The Irony of 'You Wouldn't Download a Car' Making a Comeback in AI Debates

@TommySoda · edit-2 4 months ago

Here’s an experiment for you to try at home. Ask an AI model a question, copy a sentence or two of what they give back, and paste it into a search engine. The results may surprise you.

And stop comparing AI to humans but then giving AI models more freedom. If I wrote a paper I’d need to cite my sources. Where the fuck are your sources ChatGPT? Oh right, we’re not allowed to see that but you can take whatever you want from us. Sounds fair.

BarqsHasBite · 4 months ago

Can you just give us the TLDE?

@[email protected] · 4 months ago

AI Chat bots copy/paste much of their “training data” verbatim.

@[email protected] · 4 months ago

Not to fully argue against your point, but I do want to push back on the citations bit. Given the way an LLM is trained, it’s not really close to equivalent to me citing papers researched for a paper. That would be more akin to asking me to cite every piece of written or verbal media I’ve ever encountered as they all contributed in some small way to way that the words were formulated here.

Now, if specific data were injected into the prompt, or maybe if it was fine-tuned on a small subset of highly specific data, I would agree those should be cited as they are being accessed more verbatim. The whole “magic” of LLMs was that it needed to cross a threshold of data, combined with the attentional mechanism, and then the network was pretty suddenly able to maintain coherent sentences structure. It was only with loads of varied data from many different sources that this really emerged.

fmstrat · 4 months ago

This is the catch with OPs entire statement about transformation. Their premise is flawed, because the next most likely token is usually the same word the author of a work chose.

@TommySoda · 4 months ago

And that’s kinda my point. I understand that transformation is totally fine but these LLM literally copy and paste shit. And that’s still if you are comparing AI to people which I think is completely ridiculous. If anything these things are just more complicated search engines with half the usefulness. If I search online about how to change a tire I can find some reliable sources to do so. If I ask AI how to change a tire it would just spit something out that might not even be accurate and I’d have to search again afterwards just to make sure what it told me was even accurate.

It’s just a word calculator based on information stolen from people without their consent. It has no original thought process so it has no way to transform anything. All it can do is copy and paste in different combinations.

azuth · 4 months ago

It’s not a breach of copyright or other IP law not to cite sources on your paper.

Getting your paper rejected for lacking sources is also not infringing in your freedom. Being forced to pay damages and delete your paper from any public space would be infringement of your freedom.

@[email protected] · 4 months ago

I’m pretty sure that it’s true that citing sources isn’t really relevant to copyright violation, either you are violating or not. Saying where you copied from doesn’t change anything, but if you are using some ideas with your own analysis and words it isn’t a violation either way.

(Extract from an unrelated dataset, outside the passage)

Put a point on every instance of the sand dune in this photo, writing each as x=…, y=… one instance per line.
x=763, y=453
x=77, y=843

@Eatspancakes84 · 4 months ago

With music this often ends up in civil court. Pretty sure the same can in theory happen for written texts, but the commercial value of most written texts is not worth the cost of litigation.

@TommySoda · 4 months ago

I mean, you’re not necessarily wrong. But that doesn’t change the fact that it’s still stealing, which was my point. Just because laws haven’t caught up to it yet doesn’t make it any less of a shitty thing to do.

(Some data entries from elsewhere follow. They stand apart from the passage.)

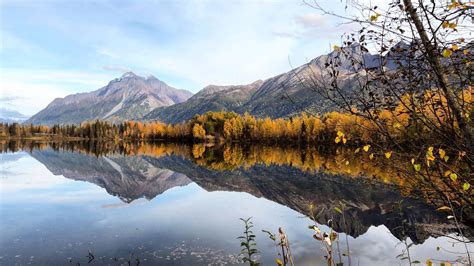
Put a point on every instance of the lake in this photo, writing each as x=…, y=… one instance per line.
x=149, y=204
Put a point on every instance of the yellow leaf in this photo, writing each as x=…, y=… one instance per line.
x=466, y=186
x=453, y=176
x=447, y=53
x=374, y=17
x=417, y=167
x=442, y=153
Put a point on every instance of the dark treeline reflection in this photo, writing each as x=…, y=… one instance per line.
x=373, y=191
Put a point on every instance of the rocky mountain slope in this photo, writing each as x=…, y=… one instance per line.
x=124, y=98
x=11, y=116
x=280, y=96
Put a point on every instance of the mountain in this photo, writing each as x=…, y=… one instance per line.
x=11, y=116
x=124, y=98
x=280, y=96
x=211, y=98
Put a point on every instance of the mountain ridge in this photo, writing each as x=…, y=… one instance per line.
x=125, y=98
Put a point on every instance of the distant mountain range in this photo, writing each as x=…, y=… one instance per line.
x=125, y=98
x=134, y=97
x=11, y=116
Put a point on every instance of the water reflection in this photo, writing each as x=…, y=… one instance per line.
x=184, y=222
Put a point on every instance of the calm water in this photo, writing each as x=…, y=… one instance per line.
x=166, y=208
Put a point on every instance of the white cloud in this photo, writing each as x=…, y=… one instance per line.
x=31, y=90
x=311, y=20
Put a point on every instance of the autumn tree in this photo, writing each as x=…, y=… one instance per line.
x=199, y=132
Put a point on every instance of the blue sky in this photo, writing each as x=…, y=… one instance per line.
x=52, y=48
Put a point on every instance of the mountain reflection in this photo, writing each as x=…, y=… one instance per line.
x=288, y=176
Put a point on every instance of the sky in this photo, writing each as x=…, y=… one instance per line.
x=53, y=48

@[email protected] · 4 months ago

When I analyze a melody I play on a piano, I see that it reflects the music I heard that day or sometimes, even music I heard and liked years ago.

Having parts similar or a part that is (coincidentally) identical to a part from another song is not stealing and does not infringe upon any law.

@takeda · 4 months ago

You guys are missing a fundamental point. The copyright was created to protect an author for specific amount of time so somebody else doesn’t profit from their work essentially stealing their deserved revenue.

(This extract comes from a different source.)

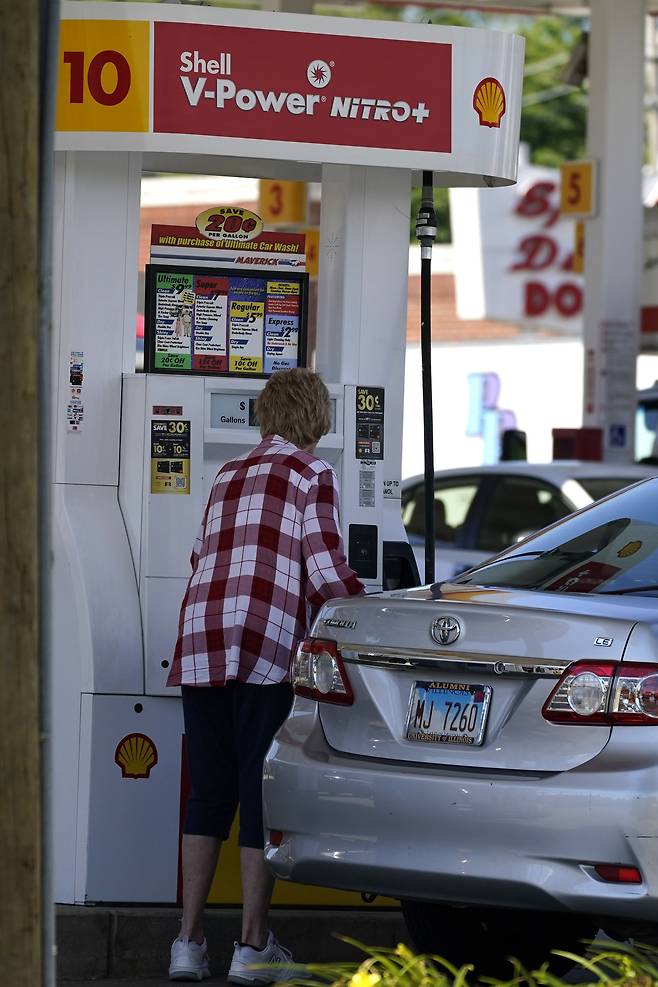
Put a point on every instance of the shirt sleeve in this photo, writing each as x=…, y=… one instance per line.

LLM AI was created to do exactly that.

azuth · 4 months ago

It’s not stealing, its not even ‘piracy’ which also is not stealing.

Copyright laws need to be scaled back, to not criminalize socially accepted behavior, not expand.

@[email protected] · edit-2 4 months ago

The original source material is still there. They just made a copy of it. If you think that’s stealing then online piracy is stealing as well.

@TommySoda · 4 months ago

Well they make a profit off of it, so yes. I have nothing against piracy, but if you’re reselling it that’s a different story.

@[email protected] · 4 months ago

But piracy saves you money which is effectively the same as making a profit. Also, it’s not just that they’re selling other people’s work for profit. You’re also paying for the insane amount of computing power it takes to train and run the AI plus salaries of the workers etc.